Deviprosad Roy Chowdhury (1899–1975), widely regarded as the most important sculptor of late colonial India, was the scion of a Bengali zamindari family of Punjabi extraction. Controversialist, imperious, proud of his good looks, intelligence, noble descent and physical prowess, with an innate sense of his own genius, Deviprosad cut a larger than life figure. [p.168]

Contrary to this iconic figuration, Ramkinkar is described as: In him the discourse of primitivism and personal commitment fused. Temperamentally unconventional, he enjoyed the company of the Santals, who took him to their heart. [p.96]

Mitter’s description of Ramkinkar as a modernist primitivist is nothing but an exemplifier of the way in which he attempts to position Ramkinkar in the pantheon of mainstream modernists. This attempt to position Ramkinkar in the pantheon of modernist primitivists is predicated upon the legacy of Santiniketan. The life and body of Santals were the ideal subject matter of pictorial representation for most of the artists belongs to Santiniketan. Mitter positions Ramkinkar in this pantheon along with the works of Nandalal Bose and others and states that “with Ramkinkar the myth of the happy, innocent Santals attained its apotheosis.”[2]

I would argue in this context that contrary to Mitter’s claims of apotheosis; we can find in the works of Ramkinkar an antithesis of the primitivist discourses around the Santals. If we analyze one of the Deviprosad’s most famous works Triumph of Labor along with Ramkinkar’s Mill Call the pit falls of Mitter’s argument would reveal to us. In the Triumph of Labor,

Deviprosad Roy Chowdhury, "Triumph of Labor"

through the language of ‘romantic realism’ Deviprosad has attempted to represent the universal labourhood. It can be read as a creative salute to the laboring bodies of the modern mass. It also represents the recognition of the role of working class in the construction of India as a modern nation. The working class bodies in this sculptural group symbolize the heroic role they have played in the construction of the modern nation state. These bodies are devoid of any form of localism and not bound to any specific location or space. In that sense, the ‘romantic/idealistic realism’ of Deviprosad extracts the specificities of the bodies, like region, religion, caste, ethnicity etc., and replace them with an abstract conception of working class body. This sculptural group becomes the emblem of Indian modernity because of this abstraction. This is the same reason behind Triumph of Labor becomes the ideal sculptural representation for the nation-state which was attempting to forge multiple identities into a homogenous unity.

 

A student working on a Ram Kinkar Baij portrait.

While heroism of the toiling masses becomes the hallmark of D.P Roy Choudhari’s works, Ramkinkar’s figures do not share this logic. Instead, they represent the everyday realities of the working class which is entangled in multiple forms of identities along with the question of class. The question of ethnicity, caste, gender etc. becomes part of Ramkinkar’s discourse and the traces of a critical element of the local are always present in his representation. The Santals in Ramkinkar’s Mill Call is not the primitive ideal or the ‘unchanging community’ of Mitter. The movement and vibrant rhythm which is present in this sculptural representation of santal is not a testimony of their primitive energy but on the contrary a move away from the primitivist discourse of nationalist intelligentsia.

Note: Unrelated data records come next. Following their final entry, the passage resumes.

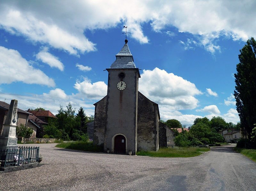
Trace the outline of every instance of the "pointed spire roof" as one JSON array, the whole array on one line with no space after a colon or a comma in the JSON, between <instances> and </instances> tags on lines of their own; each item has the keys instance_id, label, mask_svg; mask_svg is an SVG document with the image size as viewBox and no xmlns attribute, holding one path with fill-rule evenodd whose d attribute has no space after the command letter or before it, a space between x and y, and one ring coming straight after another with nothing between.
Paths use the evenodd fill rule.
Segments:
<instances>
[{"instance_id":1,"label":"pointed spire roof","mask_svg":"<svg viewBox=\"0 0 256 191\"><path fill-rule=\"evenodd\" d=\"M117 54L116 59L110 67L111 69L136 68L135 64L133 62L133 57L131 53L128 44L128 41L126 39L125 44Z\"/></svg>"}]
</instances>

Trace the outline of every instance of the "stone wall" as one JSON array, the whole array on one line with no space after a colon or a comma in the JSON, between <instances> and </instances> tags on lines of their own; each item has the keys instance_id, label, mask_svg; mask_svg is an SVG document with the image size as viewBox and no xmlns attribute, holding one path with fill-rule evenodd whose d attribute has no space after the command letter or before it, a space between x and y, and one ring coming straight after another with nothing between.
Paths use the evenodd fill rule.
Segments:
<instances>
[{"instance_id":1,"label":"stone wall","mask_svg":"<svg viewBox=\"0 0 256 191\"><path fill-rule=\"evenodd\" d=\"M164 123L159 123L159 147L166 147L175 146L174 133Z\"/></svg>"},{"instance_id":2,"label":"stone wall","mask_svg":"<svg viewBox=\"0 0 256 191\"><path fill-rule=\"evenodd\" d=\"M137 148L138 150L158 150L157 104L140 92L138 99Z\"/></svg>"},{"instance_id":3,"label":"stone wall","mask_svg":"<svg viewBox=\"0 0 256 191\"><path fill-rule=\"evenodd\" d=\"M21 140L21 143L54 143L58 140L53 138L24 138L18 137L18 140Z\"/></svg>"},{"instance_id":4,"label":"stone wall","mask_svg":"<svg viewBox=\"0 0 256 191\"><path fill-rule=\"evenodd\" d=\"M106 122L107 96L94 104L94 126L93 144L103 146Z\"/></svg>"}]
</instances>

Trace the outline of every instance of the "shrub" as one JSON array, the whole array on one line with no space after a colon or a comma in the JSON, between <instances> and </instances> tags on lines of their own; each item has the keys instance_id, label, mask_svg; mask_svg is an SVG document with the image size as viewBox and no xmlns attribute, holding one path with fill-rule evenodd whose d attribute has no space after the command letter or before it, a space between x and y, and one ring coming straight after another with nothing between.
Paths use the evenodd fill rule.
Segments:
<instances>
[{"instance_id":1,"label":"shrub","mask_svg":"<svg viewBox=\"0 0 256 191\"><path fill-rule=\"evenodd\" d=\"M21 124L16 127L17 137L29 138L33 133L33 130L28 127L26 127L23 124Z\"/></svg>"},{"instance_id":2,"label":"shrub","mask_svg":"<svg viewBox=\"0 0 256 191\"><path fill-rule=\"evenodd\" d=\"M249 139L241 139L236 144L236 147L238 148L253 148L254 147Z\"/></svg>"}]
</instances>

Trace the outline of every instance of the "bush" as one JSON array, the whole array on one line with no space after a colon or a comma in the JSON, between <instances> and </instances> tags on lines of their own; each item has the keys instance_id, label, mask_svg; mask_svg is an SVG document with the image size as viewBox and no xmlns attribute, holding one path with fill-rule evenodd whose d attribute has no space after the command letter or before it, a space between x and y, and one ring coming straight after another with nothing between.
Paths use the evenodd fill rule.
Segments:
<instances>
[{"instance_id":1,"label":"bush","mask_svg":"<svg viewBox=\"0 0 256 191\"><path fill-rule=\"evenodd\" d=\"M249 139L241 139L237 143L236 147L238 148L254 148L254 147Z\"/></svg>"},{"instance_id":2,"label":"bush","mask_svg":"<svg viewBox=\"0 0 256 191\"><path fill-rule=\"evenodd\" d=\"M33 130L28 127L26 127L23 124L21 124L16 127L16 135L17 137L29 138L33 133Z\"/></svg>"},{"instance_id":3,"label":"bush","mask_svg":"<svg viewBox=\"0 0 256 191\"><path fill-rule=\"evenodd\" d=\"M89 140L89 137L87 134L82 131L74 129L72 134L72 140L73 141L87 142Z\"/></svg>"}]
</instances>

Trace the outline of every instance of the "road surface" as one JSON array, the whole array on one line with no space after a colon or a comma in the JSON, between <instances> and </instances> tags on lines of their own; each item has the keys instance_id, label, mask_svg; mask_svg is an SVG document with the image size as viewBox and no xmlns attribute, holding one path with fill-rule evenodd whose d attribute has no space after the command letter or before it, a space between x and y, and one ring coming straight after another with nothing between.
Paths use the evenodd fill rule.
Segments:
<instances>
[{"instance_id":1,"label":"road surface","mask_svg":"<svg viewBox=\"0 0 256 191\"><path fill-rule=\"evenodd\" d=\"M41 166L0 173L0 190L256 190L256 163L234 152L234 145L196 157L158 158L55 145L35 145L43 157Z\"/></svg>"}]
</instances>

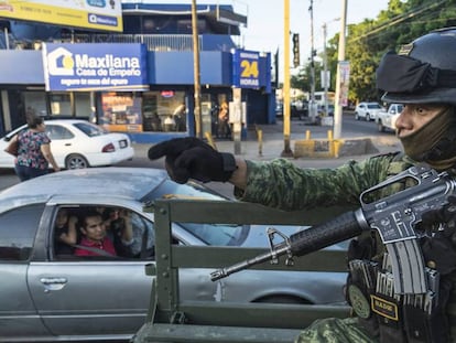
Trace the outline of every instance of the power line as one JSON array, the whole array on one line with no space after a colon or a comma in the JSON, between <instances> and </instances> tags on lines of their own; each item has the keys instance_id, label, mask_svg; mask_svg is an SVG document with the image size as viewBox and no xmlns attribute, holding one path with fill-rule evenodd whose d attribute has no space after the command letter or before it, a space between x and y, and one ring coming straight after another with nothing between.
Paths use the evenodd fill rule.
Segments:
<instances>
[{"instance_id":1,"label":"power line","mask_svg":"<svg viewBox=\"0 0 456 343\"><path fill-rule=\"evenodd\" d=\"M437 7L439 7L441 4L443 4L443 3L447 2L447 1L448 0L442 0L442 1L437 2L437 3L431 4L428 7L421 8L419 10L414 10L414 11L406 12L404 14L397 15L397 17L392 18L391 20L389 20L389 21L380 24L376 29L369 30L369 32L365 33L363 35L360 35L360 36L357 36L357 37L352 37L349 41L350 41L350 43L356 42L356 41L359 41L359 40L361 40L363 37L367 37L369 35L372 35L372 34L374 34L377 32L380 32L382 30L386 30L388 28L391 28L392 25L395 25L395 24L399 24L399 23L401 23L401 22L403 22L405 20L409 20L409 19L411 19L411 18L413 18L413 17L415 17L417 14L421 14L424 11L432 10L434 8L437 8Z\"/></svg>"}]
</instances>

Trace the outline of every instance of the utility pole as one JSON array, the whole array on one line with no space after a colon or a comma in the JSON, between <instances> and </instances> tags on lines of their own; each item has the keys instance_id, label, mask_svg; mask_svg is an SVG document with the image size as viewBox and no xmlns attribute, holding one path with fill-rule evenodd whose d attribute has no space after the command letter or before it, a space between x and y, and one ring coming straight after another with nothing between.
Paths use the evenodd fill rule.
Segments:
<instances>
[{"instance_id":1,"label":"utility pole","mask_svg":"<svg viewBox=\"0 0 456 343\"><path fill-rule=\"evenodd\" d=\"M315 122L314 0L311 0L308 11L311 12L311 101L308 103L308 116L311 117L312 122Z\"/></svg>"},{"instance_id":2,"label":"utility pole","mask_svg":"<svg viewBox=\"0 0 456 343\"><path fill-rule=\"evenodd\" d=\"M283 0L283 141L282 157L293 157L290 148L290 0Z\"/></svg>"},{"instance_id":3,"label":"utility pole","mask_svg":"<svg viewBox=\"0 0 456 343\"><path fill-rule=\"evenodd\" d=\"M341 68L340 64L345 61L345 29L347 25L347 0L341 0L343 13L340 17L339 49L337 53L337 75L336 75L336 104L334 104L334 139L341 137Z\"/></svg>"},{"instance_id":4,"label":"utility pole","mask_svg":"<svg viewBox=\"0 0 456 343\"><path fill-rule=\"evenodd\" d=\"M325 89L325 115L328 115L328 56L326 52L326 23L323 23L323 87Z\"/></svg>"},{"instance_id":5,"label":"utility pole","mask_svg":"<svg viewBox=\"0 0 456 343\"><path fill-rule=\"evenodd\" d=\"M326 50L327 24L338 21L340 18L335 18L329 22L323 24L323 88L325 89L325 114L328 115L328 88L330 86L330 75L328 75L328 54ZM329 77L328 77L329 76Z\"/></svg>"},{"instance_id":6,"label":"utility pole","mask_svg":"<svg viewBox=\"0 0 456 343\"><path fill-rule=\"evenodd\" d=\"M195 98L195 136L203 138L202 97L200 97L200 72L199 72L199 43L198 43L198 17L196 13L196 0L192 0L192 34L193 34L193 74L194 74L194 98Z\"/></svg>"}]
</instances>

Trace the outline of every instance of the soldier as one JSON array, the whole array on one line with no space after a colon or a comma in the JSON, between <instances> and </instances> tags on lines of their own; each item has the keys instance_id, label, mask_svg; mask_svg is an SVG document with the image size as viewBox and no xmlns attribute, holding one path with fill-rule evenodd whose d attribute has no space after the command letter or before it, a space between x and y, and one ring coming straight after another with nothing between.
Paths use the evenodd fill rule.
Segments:
<instances>
[{"instance_id":1,"label":"soldier","mask_svg":"<svg viewBox=\"0 0 456 343\"><path fill-rule=\"evenodd\" d=\"M350 161L336 169L301 169L287 160L246 161L220 153L195 138L152 147L150 159L165 156L170 176L184 183L221 181L242 201L296 211L310 206L359 204L359 194L387 178L425 162L456 174L456 29L443 29L388 53L377 71L382 100L404 105L397 136L404 153ZM392 191L390 191L392 192ZM383 194L383 196L387 194ZM357 315L324 319L302 331L296 342L449 342L456 340L456 197L421 223L432 235L420 239L428 286L423 294L371 289L355 277L355 261L373 278L391 278L389 258L377 232L358 237L348 251L347 300ZM438 226L438 231L435 227ZM409 260L410 265L415 261ZM391 280L389 280L391 281ZM435 282L436 281L436 282ZM421 297L420 297L421 296ZM376 299L377 301L370 301ZM377 307L377 308L376 308Z\"/></svg>"}]
</instances>

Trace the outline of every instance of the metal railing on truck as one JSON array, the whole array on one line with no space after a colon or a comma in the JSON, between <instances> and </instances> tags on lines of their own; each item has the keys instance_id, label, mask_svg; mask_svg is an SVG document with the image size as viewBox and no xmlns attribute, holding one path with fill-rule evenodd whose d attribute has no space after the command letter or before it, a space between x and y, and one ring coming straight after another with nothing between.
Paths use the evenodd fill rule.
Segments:
<instances>
[{"instance_id":1,"label":"metal railing on truck","mask_svg":"<svg viewBox=\"0 0 456 343\"><path fill-rule=\"evenodd\" d=\"M132 342L293 342L300 330L319 318L349 314L347 306L234 303L183 301L180 299L180 268L224 268L256 257L268 249L173 245L171 225L262 224L315 225L347 212L348 207L283 212L258 204L229 201L160 200L144 207L155 218L156 264L146 267L155 276L146 322ZM214 228L216 229L216 228ZM294 259L294 266L269 261L251 269L346 271L346 251L319 250Z\"/></svg>"}]
</instances>

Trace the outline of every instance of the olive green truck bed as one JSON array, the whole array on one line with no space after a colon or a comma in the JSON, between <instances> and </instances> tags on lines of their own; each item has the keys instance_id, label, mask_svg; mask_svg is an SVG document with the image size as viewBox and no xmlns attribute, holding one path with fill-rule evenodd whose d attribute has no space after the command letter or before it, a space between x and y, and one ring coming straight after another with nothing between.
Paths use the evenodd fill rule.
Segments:
<instances>
[{"instance_id":1,"label":"olive green truck bed","mask_svg":"<svg viewBox=\"0 0 456 343\"><path fill-rule=\"evenodd\" d=\"M146 206L144 211L154 212L156 238L156 265L151 265L146 272L156 278L146 322L132 342L293 342L301 329L318 318L347 317L347 306L181 301L180 268L218 269L267 249L173 245L171 223L315 225L349 210L352 208L285 213L250 203L195 200L161 200ZM293 267L286 267L280 258L279 265L265 261L251 268L346 270L345 251L319 250L294 261Z\"/></svg>"}]
</instances>

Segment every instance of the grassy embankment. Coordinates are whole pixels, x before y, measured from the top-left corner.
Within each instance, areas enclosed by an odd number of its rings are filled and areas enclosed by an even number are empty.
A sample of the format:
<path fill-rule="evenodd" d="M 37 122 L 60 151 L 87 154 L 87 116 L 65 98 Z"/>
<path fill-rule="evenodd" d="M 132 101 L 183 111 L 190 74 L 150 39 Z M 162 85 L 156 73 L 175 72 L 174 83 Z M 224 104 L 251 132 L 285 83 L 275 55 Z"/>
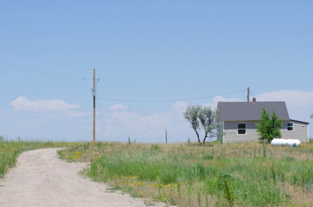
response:
<path fill-rule="evenodd" d="M 91 161 L 83 174 L 147 201 L 180 207 L 313 205 L 312 143 L 81 143 L 58 153 Z"/>
<path fill-rule="evenodd" d="M 24 151 L 41 148 L 62 147 L 73 143 L 42 142 L 12 142 L 0 140 L 0 179 L 3 178 L 8 168 L 15 166 L 20 154 Z"/>

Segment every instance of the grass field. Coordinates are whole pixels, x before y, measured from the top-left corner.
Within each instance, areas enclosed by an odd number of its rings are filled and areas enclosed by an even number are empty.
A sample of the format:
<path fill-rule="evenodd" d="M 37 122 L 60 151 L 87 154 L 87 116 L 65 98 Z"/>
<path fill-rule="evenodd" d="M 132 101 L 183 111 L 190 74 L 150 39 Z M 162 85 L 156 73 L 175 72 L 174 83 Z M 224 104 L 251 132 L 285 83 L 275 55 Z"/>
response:
<path fill-rule="evenodd" d="M 0 140 L 0 179 L 8 168 L 15 166 L 19 155 L 24 151 L 41 148 L 69 146 L 73 143 L 42 142 L 11 142 Z"/>
<path fill-rule="evenodd" d="M 143 144 L 85 143 L 58 152 L 91 161 L 82 173 L 147 205 L 312 206 L 313 143 Z"/>

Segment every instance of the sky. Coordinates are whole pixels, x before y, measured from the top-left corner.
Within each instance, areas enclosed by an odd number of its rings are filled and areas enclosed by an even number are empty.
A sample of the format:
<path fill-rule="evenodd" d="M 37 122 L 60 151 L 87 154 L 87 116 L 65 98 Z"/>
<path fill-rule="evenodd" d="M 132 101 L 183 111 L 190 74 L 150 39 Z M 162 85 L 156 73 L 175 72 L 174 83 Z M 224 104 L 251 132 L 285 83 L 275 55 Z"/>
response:
<path fill-rule="evenodd" d="M 161 142 L 196 136 L 182 113 L 218 101 L 286 101 L 313 124 L 313 2 L 2 1 L 0 135 Z M 28 107 L 25 107 L 28 106 Z M 49 110 L 47 110 L 49 109 Z M 312 127 L 309 127 L 312 128 Z M 310 129 L 309 136 L 313 136 Z"/>

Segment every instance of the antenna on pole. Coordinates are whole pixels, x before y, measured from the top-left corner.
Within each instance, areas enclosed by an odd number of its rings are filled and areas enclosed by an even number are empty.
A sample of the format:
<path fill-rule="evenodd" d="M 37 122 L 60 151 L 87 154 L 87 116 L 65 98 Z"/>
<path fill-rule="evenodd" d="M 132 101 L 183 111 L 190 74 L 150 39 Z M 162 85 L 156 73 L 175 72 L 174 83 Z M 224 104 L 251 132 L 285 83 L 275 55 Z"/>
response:
<path fill-rule="evenodd" d="M 249 87 L 248 87 L 248 88 L 247 88 L 247 95 L 246 95 L 246 101 L 248 102 L 249 102 L 249 94 L 250 94 L 250 88 L 249 88 Z"/>
<path fill-rule="evenodd" d="M 96 69 L 93 69 L 93 88 L 91 88 L 93 96 L 93 126 L 92 131 L 92 142 L 96 141 Z"/>

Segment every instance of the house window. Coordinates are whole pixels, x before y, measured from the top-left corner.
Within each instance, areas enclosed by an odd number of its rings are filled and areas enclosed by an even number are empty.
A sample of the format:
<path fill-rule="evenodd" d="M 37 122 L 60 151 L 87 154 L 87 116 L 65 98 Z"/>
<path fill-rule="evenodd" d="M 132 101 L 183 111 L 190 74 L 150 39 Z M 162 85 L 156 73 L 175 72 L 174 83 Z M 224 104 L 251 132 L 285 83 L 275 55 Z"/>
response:
<path fill-rule="evenodd" d="M 237 129 L 238 135 L 246 135 L 246 123 L 237 124 Z"/>

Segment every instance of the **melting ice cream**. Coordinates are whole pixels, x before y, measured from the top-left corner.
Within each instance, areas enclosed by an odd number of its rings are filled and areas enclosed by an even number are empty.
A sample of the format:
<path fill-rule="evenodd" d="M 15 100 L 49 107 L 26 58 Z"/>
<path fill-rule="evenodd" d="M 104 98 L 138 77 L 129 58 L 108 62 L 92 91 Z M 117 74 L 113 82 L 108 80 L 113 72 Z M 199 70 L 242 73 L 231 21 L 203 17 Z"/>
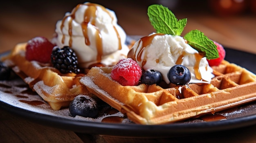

Mill Call and Santal Family

First of all, the location of these sculptures deserves a critical attention. Santal Family and Mill Call, both of these open air sculptures are located in the premise of Kala Bhavana, Santiniketan University. The land of this university was a Santal habitat before it was acquired by the Tagore family in order to establish an educational institution. But this educational institution was not imagined as an institution for the Santal community. On the contrary, Santals remained as a marginal presence and absence in this imagination. The presence of Santals is defined by the symbolic

Mill Call

economy of primitive ambience of the place while physical absence of them had constituted its materiality. Or in other words, the idea of Santal and the subject Santal always remained as the part and not-part of the system. By representing a moving tribal family in monumental size and volume, Ramkinkar reasserts this history of dislocation on the one hand and their real presence on the other. The crucial point here is that, the symbolic presence of the Santal never conceptualized as a ‘Santal other’ who possesses the innocence of nature. Ramkinkar takes Santals away from the symbolic economy of equating them with nature and through the act of historicizing and contemporarizing their existence reveals the political ramification of this cultural othering.

In this context, another mode of representation of the ‘tribal’ subject deserves a critical attention – a mythicized/Hinduized mode. Nandalal Bose’s series of painting on the mythical character Sabari is a case in point here. Nandalal Bose repeatedly painted the images of Sabari from this small episode from Ramayana. In 1941, he had made a series of images of Sabari. Interestingly, three images of Sabari by Nandalal Bose represent three stages of her life: Sabari in Her Youth, Sabari in Her Middle Age and Sabari in Her Old Age. All three paintings depict some act of fruit gathering. The young Sabari is portrayed as collecting the fruits from a tall tree; she is standing in one of the branches of the tree. Middle aged Sabari sitting in a mat and checking the quality of the fruits. The background of the painting has references to contemporary tribal habitat. Sabari in her old age is represented as gathering fruits from a small tree.

Each figure is clearly marked by their age through bodily features. This emphasis on age has wide ranging connotations. On the one hand, representation of Sabari in different stages of her life produces a matrix of actuality to this mythic event/character and on the other hand they also illustrate the unchanging ‘nature’ of Sabari through depicting her always in the act of fruit gathering. This actuality further amplified through the evocation of contemporary tribal habitat. The re-evocation of the mythic character (from a small episode of the epic) is aimed at producing a historical validity to the nationalist attempt to hinduise them. In that sense,

Ramkinkar Baij, "Santal Family"

the mythification of tribal is an attempt to produce an unchanging mythological past in order to mark them outside the ambit of history.
Nandalal’s works are meant to provide a sense of timelessness
whereas the whole notion of “age” is actually supposed to be fixed and
indicative of a point in time and a point in history, and when three
“ages” are normatively supposed to represent stages of development of
an individual/community/nation (be they biological or cultural or
economic or otherwise), she is still gathering, and by that, if one
follows the logic of stages of development, she will continue to
gather. She is still unchanged, and old, as old and unchanged as the
Ramayana itself (or as pure and untainted as the Ramayana itself). He romantically sees this event as proof of some kind of “loyal
subjects” right from mythological time till date and nor does he
expect or think that their position warrants any change. The nationalist construction of tribals as the epitome of innocence (and thereby ignorance) readily correspond and corroborate with the image of the mythic Sabari.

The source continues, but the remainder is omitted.